One hot encoding is a technique to transform categorical data into numeric data. It creates as many columns as there are unique values in a variable, and assigns a 1 or 0 to indicate the presence or absence of that value in each row. For example, if you have a column with three possible values: A, B, and C, you can create three new columns: A, B, and C, and fill them with 1 or 0 depending on the original value. This way, you can use the numeric data for machine learning or other purposes.
To convert a single column with a list of values into one hot encoding using Power Query in Excel, you can follow these steps:
- Select the column that you want to encode, and go to Data > From Table/Range. This will open the Power Query Editor.
- In the Power Query Editor, select the column, and go to Transform > Split Column > By Delimiter. Choose the delimiter that separates the values in your list, such as comma, semicolon, or space. Check the option to split into rows, and click OK. This will create multiple rows for each list of values.
- Add a custom column with the value 1. Go to Add Column > Custom Column, and enter 1 as the formula. Name the column as Value, and click OK.
- Pivot the column that contains the values. Select the column, and go to Transform > Pivot Column. Choose Value as the values column, and Sum as the aggregate value function. Click OK. This will create new columns for each unique value, and fill them with 1 or 0 depending on the presence of that value in the original list.
- Optionally, you can merge the rows that have the same ID. Select the ID column, and go to Home > Group By. Choose All Rows as the operation, and click OK. This will create a new column with a table for each ID. Expand the table column, and select the columns that you want to keep. Click OK. This will merge the rows that have the same ID, and show the one hot encoded values for each ID.
- Close and load the query to a worksheet. Go to Home > Close & Load, and choose where you want to load the query. This will create a new table with the one hot encoded data.
Here is an example scenario to illustrate the process:
Suppose you have a table with two columns: ID and Segments. The Segments column contains a list of values separated by semicolons, such as Food;Automation;Mechatronics. You want to convert this column into one hot encoding using Power Query in Excel.

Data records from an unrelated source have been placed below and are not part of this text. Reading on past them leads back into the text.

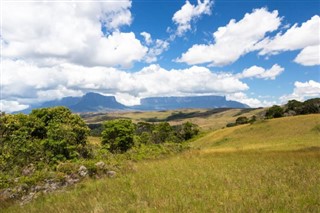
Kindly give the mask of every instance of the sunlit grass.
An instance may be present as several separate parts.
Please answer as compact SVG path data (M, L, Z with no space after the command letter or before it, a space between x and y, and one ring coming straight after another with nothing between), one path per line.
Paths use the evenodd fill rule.
M4 212L320 212L320 116L225 128Z

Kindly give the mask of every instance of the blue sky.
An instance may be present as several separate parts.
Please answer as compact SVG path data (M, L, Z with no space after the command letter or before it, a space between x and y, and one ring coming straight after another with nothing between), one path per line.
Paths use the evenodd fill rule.
M127 105L320 97L319 1L2 1L1 111L81 96Z

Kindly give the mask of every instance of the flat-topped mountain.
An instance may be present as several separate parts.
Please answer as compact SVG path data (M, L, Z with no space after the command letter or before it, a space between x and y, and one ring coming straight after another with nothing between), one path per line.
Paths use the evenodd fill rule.
M141 110L168 110L179 108L249 108L237 101L227 101L224 96L153 97L141 100L135 106Z
M125 106L114 96L104 96L90 92L82 97L65 97L33 105L20 111L30 113L32 109L65 106L73 112L103 112L116 110L170 110L182 108L249 108L237 101L228 101L224 96L152 97L141 99L141 104Z

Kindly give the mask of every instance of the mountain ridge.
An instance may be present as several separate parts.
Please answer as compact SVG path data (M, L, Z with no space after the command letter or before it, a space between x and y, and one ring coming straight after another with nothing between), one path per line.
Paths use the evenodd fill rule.
M89 92L82 97L64 97L46 101L38 105L15 113L30 113L32 109L65 106L76 113L103 112L117 110L170 110L182 108L250 108L238 101L226 100L225 96L171 96L171 97L148 97L141 99L140 105L126 106L119 103L115 96L104 96L99 93Z

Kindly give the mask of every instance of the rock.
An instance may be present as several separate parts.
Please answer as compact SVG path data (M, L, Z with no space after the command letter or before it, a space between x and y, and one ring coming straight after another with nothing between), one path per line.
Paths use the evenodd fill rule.
M110 177L110 178L114 178L115 176L116 176L116 172L115 171L107 171L107 175L108 175L108 177Z
M98 163L95 164L95 166L98 168L98 169L104 169L104 166L106 164L102 161L99 161Z
M86 177L88 175L88 169L85 166L80 166L78 173L81 177Z
M76 175L71 174L71 175L67 175L66 176L67 185L73 185L73 184L75 184L77 182L79 182L79 178Z
M0 201L4 201L4 200L8 200L10 198L14 198L14 196L12 196L14 193L12 192L11 188L7 188L4 189L2 191L0 191Z
M36 193L29 193L28 195L22 196L20 205L25 205L36 198Z
M34 167L33 164L28 165L27 167L23 168L22 170L22 175L24 176L30 176L34 173L36 168Z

The table looks like this:
Table
ID | Segments |
---|---|
1 | Food |
2 | Automation |
3 | Mechatronics |
4 | Automation;Mechatronics |
After following the steps above, the table will look like this:
Table
ID | Food | Automation | Mechatronics |
---|---|---|---|
1 | 1 | 0 | 0 |
2 | 0 | 1 | 0 |
3 | 0 | 0 | 1 |
4 | 0 | 1 | 1 |
This is the result of the scenario.
Another approach to convert a single column with a list of values into one hot encoding is to use formulas in Excel. You can use the INDEX, COLUMN, and IF functions to create the new columns and fill them with 1 or 0. Here are the formulas you can use:
- In cell E2, enter
=INDEX($B:$B,COLUMN(H:H)-COLUMN($E:$E))
and drag it across as needed. This will create the column headers for each unique value. - In cell D3, enter
=A3
and drag it down as needed. This will copy the ID column. - In cell E3, enter
=IF($B3=E$2,1,0)
and drag it across and down as needed. This will fill the cells with 1 or 0 depending on the value in the Segments column.
Using the same example scenario as before, the table will look like this after applying the formulas:
Table
ID | Food | Automation | Mechatronics |
---|---|---|---|
1 | 1 | 0 | 0 |
2 | 0 | 1 | 0 |
3 | 0 | 0 | 1 |
4 | 0 | 1 | 1 |
This is another way to get the same result as the Power Query method.